06/26/2013 03:45 pm ET Updated Feb 02, 2016

Marching on the Dance Floor

It has been a difficult week for those of us who live in the crosshairs of many margins. This is the thing, this is the thing, not about being black and queer, but recognizing you ARE black and queer, and living, as my friend Rickey L. puts it, intersectionaly; pushing my personal marriage politics aside, it is hard for me to join in all the beautiful celebrations of the invalidation of Prop 8, and the striking down of DOMA (section 3), to see the ruling as "the most important day of our lives" when just yesterday the SCOTUS struck down important parts of the 1965 VRA -- and Texas and Mississippi promptly took advantage of this -- and kicked an important Affirmative Action case back to a lower court.

I would say this is similar to how I felt when President Obama was first elected: Yay for the U.S. having a black president, and crushed by the passing of proposition 8. Many gay people, supposedly, felt the same way; there were slews of op-eds about it, and magazines covered the irony of the passage of a discriminatory proposition in California the same night we embraced (a little bit, momentarily) diversity on a national level; gay pundits went on TV shows to talk about it, Dan Savage wrote, for me, an infamous blog post (which he then removed prior to going on media outlets) about it accusing/blaming black voters for prop 8's passage, and all of this was usually tied to the racial progress made by electing a black president.
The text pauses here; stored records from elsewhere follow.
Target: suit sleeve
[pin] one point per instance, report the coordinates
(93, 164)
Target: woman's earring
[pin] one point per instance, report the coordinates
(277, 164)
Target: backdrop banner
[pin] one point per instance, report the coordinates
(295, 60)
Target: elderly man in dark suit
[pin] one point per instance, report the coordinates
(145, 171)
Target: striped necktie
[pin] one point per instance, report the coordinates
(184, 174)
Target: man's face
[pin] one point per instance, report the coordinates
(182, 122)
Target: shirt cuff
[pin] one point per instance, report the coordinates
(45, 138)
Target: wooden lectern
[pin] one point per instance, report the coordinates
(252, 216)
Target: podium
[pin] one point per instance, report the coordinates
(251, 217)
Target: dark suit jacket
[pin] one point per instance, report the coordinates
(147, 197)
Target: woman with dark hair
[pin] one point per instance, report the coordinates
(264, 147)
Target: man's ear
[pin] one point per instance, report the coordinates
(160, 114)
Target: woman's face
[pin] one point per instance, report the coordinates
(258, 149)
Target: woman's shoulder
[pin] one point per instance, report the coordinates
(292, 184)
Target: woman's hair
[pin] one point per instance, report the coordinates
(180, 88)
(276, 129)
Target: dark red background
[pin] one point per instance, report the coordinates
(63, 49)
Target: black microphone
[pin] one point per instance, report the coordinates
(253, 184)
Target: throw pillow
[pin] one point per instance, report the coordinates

I wrote all that as a way of saying: This has happened before so I hope people understand where I am coming from, a conflicted place, but looking at Facebook and Twitter and many of the op-eds rushing out, which only seem to celebrate today's ruling without contemplating what yesterday's rulings possibly means for many of us, I am scared that they wont; I am scared that for many I, and others like me, will just be seen as "stick-in-the-muds," and our confliction will be misunderstood.
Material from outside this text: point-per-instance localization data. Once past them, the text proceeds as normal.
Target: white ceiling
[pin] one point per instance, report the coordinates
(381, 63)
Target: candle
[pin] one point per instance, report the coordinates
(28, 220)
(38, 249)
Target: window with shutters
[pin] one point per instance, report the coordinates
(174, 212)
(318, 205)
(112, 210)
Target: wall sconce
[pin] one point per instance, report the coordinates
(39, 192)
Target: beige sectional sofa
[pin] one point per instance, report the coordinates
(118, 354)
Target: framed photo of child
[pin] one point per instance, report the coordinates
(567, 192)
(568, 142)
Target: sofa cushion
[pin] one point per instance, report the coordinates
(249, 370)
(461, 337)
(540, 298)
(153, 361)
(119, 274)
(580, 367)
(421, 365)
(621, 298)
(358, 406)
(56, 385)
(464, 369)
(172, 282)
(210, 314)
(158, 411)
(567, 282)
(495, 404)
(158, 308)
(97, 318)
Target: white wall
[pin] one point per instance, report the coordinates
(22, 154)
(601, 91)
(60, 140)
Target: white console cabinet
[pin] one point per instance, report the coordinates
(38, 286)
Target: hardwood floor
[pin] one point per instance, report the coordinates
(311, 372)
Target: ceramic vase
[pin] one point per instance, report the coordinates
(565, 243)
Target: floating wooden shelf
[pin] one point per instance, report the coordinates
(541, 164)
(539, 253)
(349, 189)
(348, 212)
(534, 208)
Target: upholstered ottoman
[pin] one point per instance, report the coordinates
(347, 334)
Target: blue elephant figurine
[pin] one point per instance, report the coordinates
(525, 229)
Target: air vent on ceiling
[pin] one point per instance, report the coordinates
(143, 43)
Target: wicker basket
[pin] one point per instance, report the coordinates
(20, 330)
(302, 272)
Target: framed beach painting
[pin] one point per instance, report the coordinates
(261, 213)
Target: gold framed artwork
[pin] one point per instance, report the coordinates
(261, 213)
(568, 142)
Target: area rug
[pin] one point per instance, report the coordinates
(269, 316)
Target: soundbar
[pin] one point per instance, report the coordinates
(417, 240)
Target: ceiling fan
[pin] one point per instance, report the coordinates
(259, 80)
Living intersectionaly is not an either/or state. It is, as Anti-Intellect observes, about needing all of the 1965 Voting Rights Act and the Freedom to Marry and the invalidating of Prop 8, and so much more (I must confess, I am happy that now people seem to be paying more and more attention to other LGTBQ related issues). It is not picking one issue as more important than another. Which leaves me wondering, do I go out and twirl for all of the couples who now are going to enjoy a thousand plus rights previously, and wrongfully, denied to them, or do I wail because of yesterday? Do I twirl while screaming? I don't know. What I do know is that, while many of my gay brothers and sisters (of all colors celebrate) for me, living an intersectional life, all the court did was free some of my chains and move oppression from standing on my neck to standing on my back, so I still cannot get up.